A machine-rendered reading of the paper's core claim, the machinery that carries it, and where it could break.
Core claim
NeuronMLP applies singular value decomposition compression to MLP layers at a 0.05 ratio and pairs it with tiling, kernel fusion, and caching strategies tailored to Trainium's architecture. These changes reduce data movement across the memory hierarchy, maximize SRAM bandwidth, and avoid matrix transpose operations. On this basis the method records an average 1.35x speedup over the existing NKI-based matrix multiplication kernel at the kernel level, which produces an average 1.21x end-to-end inference speedup across the evaluated models and datasets.
What carries the argument
SVD compression of MLP weight matrices combined with tiling and kernel fusion that respects Trainium's systolic array layout and software-managed memory hierarchy to cut data movement.
If this is right
- MLP layers can be replaced by their compressed versions on Trainium while still producing usable inference results across multiple recent LLMs.
- Hardware-specific tiling and fusion reduce the cost of data movement enough to yield both kernel and end-to-end gains.
- Avoiding explicit matrix transpose through layout choices improves throughput on systolic-array accelerators.
- The same compression-plus-tiling pattern can be applied to other matrix-heavy kernels inside LLM inference pipelines on Trainium.
Where Pith is reading between the lines
- Similar SVD-plus-tiling recipes could be tested on other systolic or dataflow accelerators that expose comparable memory hierarchies.

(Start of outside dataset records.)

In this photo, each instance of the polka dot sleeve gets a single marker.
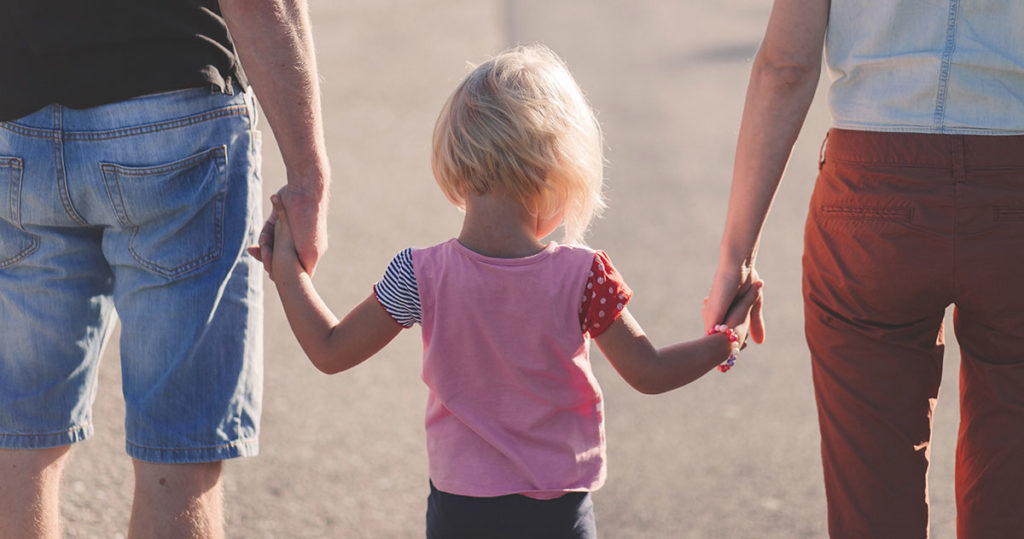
(604, 297)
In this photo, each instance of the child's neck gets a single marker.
(498, 226)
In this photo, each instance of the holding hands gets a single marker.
(736, 300)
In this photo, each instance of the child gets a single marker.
(514, 417)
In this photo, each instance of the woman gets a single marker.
(919, 204)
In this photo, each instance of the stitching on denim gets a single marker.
(947, 52)
(14, 166)
(236, 443)
(72, 429)
(60, 169)
(162, 126)
(904, 214)
(123, 132)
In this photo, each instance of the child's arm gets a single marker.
(332, 345)
(651, 370)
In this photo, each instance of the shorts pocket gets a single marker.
(896, 214)
(15, 244)
(174, 211)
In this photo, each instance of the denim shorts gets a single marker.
(141, 211)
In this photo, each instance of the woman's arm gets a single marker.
(783, 78)
(331, 345)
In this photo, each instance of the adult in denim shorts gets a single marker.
(130, 189)
(919, 204)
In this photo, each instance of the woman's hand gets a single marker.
(730, 290)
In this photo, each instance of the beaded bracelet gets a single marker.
(733, 345)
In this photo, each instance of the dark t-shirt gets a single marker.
(87, 52)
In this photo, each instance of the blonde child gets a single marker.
(514, 418)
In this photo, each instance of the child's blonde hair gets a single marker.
(519, 123)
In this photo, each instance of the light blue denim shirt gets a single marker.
(927, 66)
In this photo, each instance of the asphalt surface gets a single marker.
(733, 455)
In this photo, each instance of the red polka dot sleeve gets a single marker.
(604, 298)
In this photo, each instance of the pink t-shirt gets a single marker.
(513, 405)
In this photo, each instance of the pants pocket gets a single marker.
(174, 212)
(15, 244)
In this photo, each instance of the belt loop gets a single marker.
(956, 155)
(821, 152)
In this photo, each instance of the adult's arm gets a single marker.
(783, 78)
(274, 43)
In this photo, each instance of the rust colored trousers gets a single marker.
(901, 225)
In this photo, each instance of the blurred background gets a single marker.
(732, 455)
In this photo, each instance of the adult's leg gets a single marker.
(29, 492)
(188, 297)
(989, 325)
(877, 267)
(177, 500)
(55, 312)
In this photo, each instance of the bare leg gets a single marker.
(30, 487)
(177, 500)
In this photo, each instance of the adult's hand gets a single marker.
(307, 218)
(274, 42)
(731, 283)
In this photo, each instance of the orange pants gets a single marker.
(900, 226)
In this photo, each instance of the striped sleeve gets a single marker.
(396, 291)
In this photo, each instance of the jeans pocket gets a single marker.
(15, 244)
(174, 211)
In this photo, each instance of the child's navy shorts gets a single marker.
(512, 516)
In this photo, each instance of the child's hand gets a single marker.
(285, 258)
(738, 317)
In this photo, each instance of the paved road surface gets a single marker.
(729, 456)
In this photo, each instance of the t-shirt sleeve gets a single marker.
(397, 292)
(604, 297)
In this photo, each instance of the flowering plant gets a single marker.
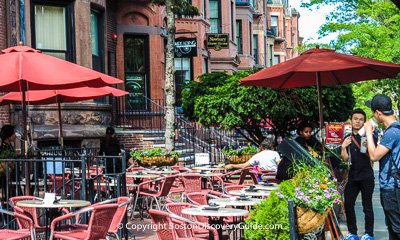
(248, 150)
(136, 154)
(315, 188)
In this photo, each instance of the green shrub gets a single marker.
(272, 211)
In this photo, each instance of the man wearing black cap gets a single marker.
(388, 153)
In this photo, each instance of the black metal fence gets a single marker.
(72, 174)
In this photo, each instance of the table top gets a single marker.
(61, 204)
(265, 187)
(208, 168)
(234, 201)
(221, 212)
(259, 193)
(143, 175)
(210, 174)
(169, 171)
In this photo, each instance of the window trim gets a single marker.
(70, 52)
(219, 16)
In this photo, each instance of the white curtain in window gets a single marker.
(182, 66)
(50, 29)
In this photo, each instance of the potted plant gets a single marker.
(239, 155)
(314, 192)
(154, 157)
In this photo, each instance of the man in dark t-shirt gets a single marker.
(361, 177)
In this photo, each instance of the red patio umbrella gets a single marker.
(321, 67)
(41, 97)
(25, 68)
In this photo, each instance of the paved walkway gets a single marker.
(380, 229)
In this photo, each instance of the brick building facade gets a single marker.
(127, 39)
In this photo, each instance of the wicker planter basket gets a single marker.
(234, 159)
(157, 161)
(308, 220)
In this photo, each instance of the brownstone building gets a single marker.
(127, 39)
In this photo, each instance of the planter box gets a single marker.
(308, 220)
(234, 159)
(157, 161)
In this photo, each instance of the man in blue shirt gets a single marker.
(388, 154)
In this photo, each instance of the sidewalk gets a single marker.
(380, 229)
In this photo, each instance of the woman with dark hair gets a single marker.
(7, 136)
(110, 146)
(306, 138)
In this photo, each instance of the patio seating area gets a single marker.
(71, 196)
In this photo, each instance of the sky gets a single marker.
(310, 22)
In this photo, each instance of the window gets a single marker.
(276, 59)
(250, 38)
(255, 48)
(96, 28)
(232, 22)
(182, 76)
(205, 65)
(274, 25)
(136, 71)
(204, 9)
(51, 33)
(271, 54)
(239, 36)
(215, 17)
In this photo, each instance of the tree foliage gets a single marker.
(217, 99)
(368, 28)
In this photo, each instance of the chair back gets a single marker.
(253, 176)
(191, 182)
(166, 186)
(27, 211)
(198, 198)
(233, 187)
(243, 175)
(100, 220)
(123, 203)
(162, 223)
(176, 208)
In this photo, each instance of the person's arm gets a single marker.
(236, 166)
(375, 152)
(345, 144)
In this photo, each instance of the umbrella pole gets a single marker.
(60, 125)
(321, 116)
(25, 144)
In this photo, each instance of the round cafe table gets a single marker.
(208, 168)
(164, 171)
(266, 187)
(52, 208)
(143, 175)
(216, 216)
(235, 201)
(259, 193)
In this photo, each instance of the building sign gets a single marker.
(185, 47)
(218, 41)
(334, 133)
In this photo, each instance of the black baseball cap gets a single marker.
(382, 103)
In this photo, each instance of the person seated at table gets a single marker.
(266, 159)
(110, 146)
(306, 138)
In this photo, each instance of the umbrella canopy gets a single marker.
(25, 68)
(22, 64)
(321, 67)
(40, 97)
(333, 68)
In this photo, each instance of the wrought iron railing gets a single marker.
(191, 137)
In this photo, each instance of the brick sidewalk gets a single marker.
(380, 229)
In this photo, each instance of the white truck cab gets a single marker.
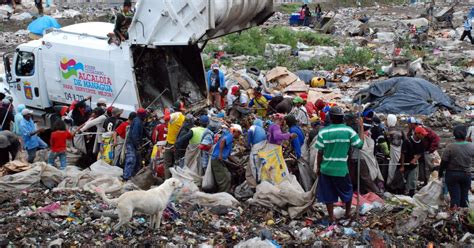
(159, 63)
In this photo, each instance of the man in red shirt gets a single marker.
(58, 143)
(310, 107)
(160, 131)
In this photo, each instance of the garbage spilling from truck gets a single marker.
(385, 58)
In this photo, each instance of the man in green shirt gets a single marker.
(333, 143)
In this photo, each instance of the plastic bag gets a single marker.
(79, 143)
(40, 172)
(208, 181)
(144, 179)
(102, 168)
(256, 242)
(185, 176)
(107, 183)
(430, 195)
(274, 167)
(106, 152)
(217, 199)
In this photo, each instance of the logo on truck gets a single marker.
(28, 90)
(70, 68)
(87, 77)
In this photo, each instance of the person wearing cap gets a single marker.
(127, 8)
(394, 138)
(58, 142)
(412, 152)
(107, 149)
(215, 83)
(431, 158)
(132, 143)
(160, 131)
(371, 179)
(299, 111)
(113, 121)
(294, 129)
(470, 133)
(79, 112)
(95, 124)
(322, 108)
(221, 153)
(17, 119)
(193, 137)
(430, 142)
(102, 103)
(275, 135)
(122, 20)
(29, 133)
(237, 102)
(412, 124)
(467, 24)
(381, 148)
(174, 126)
(256, 133)
(178, 106)
(182, 140)
(333, 143)
(260, 102)
(457, 160)
(206, 143)
(310, 107)
(119, 137)
(9, 146)
(6, 115)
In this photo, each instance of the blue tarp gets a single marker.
(405, 95)
(42, 23)
(305, 75)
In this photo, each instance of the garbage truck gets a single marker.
(158, 64)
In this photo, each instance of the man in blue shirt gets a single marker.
(221, 153)
(256, 133)
(215, 82)
(467, 29)
(29, 134)
(134, 138)
(298, 142)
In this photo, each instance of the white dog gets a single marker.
(151, 202)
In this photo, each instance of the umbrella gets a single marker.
(42, 23)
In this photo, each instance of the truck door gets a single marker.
(25, 78)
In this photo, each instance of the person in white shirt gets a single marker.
(299, 111)
(237, 101)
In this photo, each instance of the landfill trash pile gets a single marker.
(40, 216)
(429, 76)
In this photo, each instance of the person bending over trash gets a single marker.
(457, 160)
(221, 153)
(333, 143)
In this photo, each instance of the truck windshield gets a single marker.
(25, 64)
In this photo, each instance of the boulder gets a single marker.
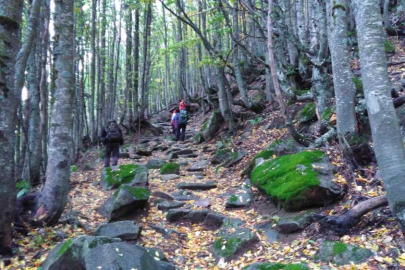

- The accuracy impact might be larger on tasks or domains outside the nine evaluation datasets, suggesting a need for targeted recovery techniques.
- The reported speedups assume the compression ratio stays fixed; varying the ratio per layer or model size could trade accuracy for further gains.
- If the caching strategy generalizes, it might reduce memory traffic in other multi-layer neural network workloads on Trainium.
Load-bearing premise
The SVD-compressed MLP layers keep acceptable accuracy on the nine test datasets without any fine-tuning or accuracy-recovery steps.
What would settle it
Measure the accuracy of the SVD-compressed models against the uncompressed baselines on the same nine datasets and six LLMs to check for unacceptable drops at the 0.05 compression ratio.
Figures
read the original abstract
Emerging AI accelerators have started to gain attention and offer new opportunities for efficient inference of large language models (LLMs). Trainium, an AI accelerator recently developed by Amazon Web Services (AWS), provides an attractive option for LLM inference through its heterogeneous architecture. However, leveraging Trainium architecture for high performance can be challenging because of its systolic array architecture and special requirement on data layout. In this paper, we propose NeuronMLP, an efficient LLM inference method based on Singular Value Decomposition (SVD) compression and tiling on AWS Trainium. We introduce a series of techniques customized to Trainium based on kernel fusion and novel caching strategies to reduce data movement across the software-managed memory hierarchy, maximize SRAM bandwidth, and avoid expensive matrix transpose. The proposed method is specifically optimized for multi-layer perceptron (MLP) layers in LLMs, which serve as a critical computational kernel for inference on Trainium. Evaluating on nine datasets and six recent LLMs, we show that NeuronMLP significantly outperforms the state-of-the-art Neuron Kernel Interface (NKI)-based matrix multiplication (matmul) kernel implemented by AWS on Trainium: at the kernel level, it achieves an average 1.35x speedup, which translates to an average 1.21x speedup for end-to-end LLM inference, under a compression ratio of 0.05.
Editorial analysis
A structured set of objections, weighed in public.
Referee Report
Summary. The paper proposes NeuronMLP, an SVD-based compression and tiling approach for accelerating MLP layers in LLMs on AWS Trainium. It introduces kernel fusion, caching, and data-layout optimizations tailored to Trainium's systolic arrays and software-managed memory. The central empirical claim is that at a fixed compression ratio of 0.05, NeuronMLP delivers an average 1.35× kernel-level speedup over the AWS NKI matmul baseline, which translates to a 1.21× end-to-end inference speedup across six recent LLMs and nine datasets.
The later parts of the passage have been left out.